The 'Crossroads Of The West' gun and ammo "show" was held a few days after the massacre in Tucson, and there were people lined up to get in well before the official opening. Needless to say, none of them saw anything wrong with having the event at all, much less even postponing it due to the massacre of six people by a probably demented person. Here were two of the quotes Ned found especially noteworthy: first, the old bromide 'guns don't kill people, people kill people.' To the moron who favored the reporter with this bit of wisdom Ned would reply by asking him whether he would rather be faced by a snarling, demented sociopath armed with a broom handle, or one armed with a semiautomatic Glock pistol?

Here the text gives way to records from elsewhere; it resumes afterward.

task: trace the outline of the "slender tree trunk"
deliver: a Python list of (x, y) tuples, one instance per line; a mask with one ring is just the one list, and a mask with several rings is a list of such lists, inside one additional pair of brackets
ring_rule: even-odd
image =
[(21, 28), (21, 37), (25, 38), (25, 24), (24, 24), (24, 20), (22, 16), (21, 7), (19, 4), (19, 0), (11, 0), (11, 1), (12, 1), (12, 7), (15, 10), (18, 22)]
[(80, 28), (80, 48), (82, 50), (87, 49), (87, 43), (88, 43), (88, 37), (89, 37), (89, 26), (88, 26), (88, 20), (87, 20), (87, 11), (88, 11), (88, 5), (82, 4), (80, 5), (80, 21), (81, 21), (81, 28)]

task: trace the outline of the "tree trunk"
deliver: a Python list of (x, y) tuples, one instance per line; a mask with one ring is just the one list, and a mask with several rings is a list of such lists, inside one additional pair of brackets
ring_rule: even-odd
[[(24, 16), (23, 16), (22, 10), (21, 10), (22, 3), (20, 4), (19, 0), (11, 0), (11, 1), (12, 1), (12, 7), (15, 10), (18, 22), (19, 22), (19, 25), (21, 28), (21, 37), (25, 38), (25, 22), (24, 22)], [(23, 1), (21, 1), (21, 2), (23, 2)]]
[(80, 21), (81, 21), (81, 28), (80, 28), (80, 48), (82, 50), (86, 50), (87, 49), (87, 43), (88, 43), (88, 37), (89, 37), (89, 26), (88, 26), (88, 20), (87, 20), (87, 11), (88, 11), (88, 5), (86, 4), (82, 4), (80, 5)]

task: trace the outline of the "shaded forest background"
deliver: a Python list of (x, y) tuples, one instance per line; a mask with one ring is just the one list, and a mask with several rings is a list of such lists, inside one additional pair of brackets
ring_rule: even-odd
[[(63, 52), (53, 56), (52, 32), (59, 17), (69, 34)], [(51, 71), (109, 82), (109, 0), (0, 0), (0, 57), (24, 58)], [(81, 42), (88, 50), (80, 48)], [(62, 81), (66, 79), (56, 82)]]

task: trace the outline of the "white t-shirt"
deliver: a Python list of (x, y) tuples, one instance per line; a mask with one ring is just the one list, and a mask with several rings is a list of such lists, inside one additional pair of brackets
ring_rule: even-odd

The second quote was similarly edifying: "It's not about guns, it's about mental illness." Besides the obvious outrage that all right-thinking persons ought to direct at someone practicing medicine, in this case psychiatry, without a license, Ned wondered how a mentally ill person with the vilest intent on the planet could inflict such casualties on a large group of innocent persons without a gun and more specifically an assault weapon? The answer came to him in a flash: by means of a 'suicide bomb.' So perhaps we should be asking how can we change the restrictive laws in this country to make incendiary devices available to all? Surely if the Constitution gives every sociopath the right to buy as many guns as he or she wants, then it would be discriminatory not to extend the same right to buy and detonate chest packs of plastic explosives. Then we would begin to hear, 'plastic explosives don't kill people, people kill people.' Or, 'it isn't about plastic explosives, it's about mental illness.'
Ned wishes his sane and less-sane friends alike a pleasant Sunday.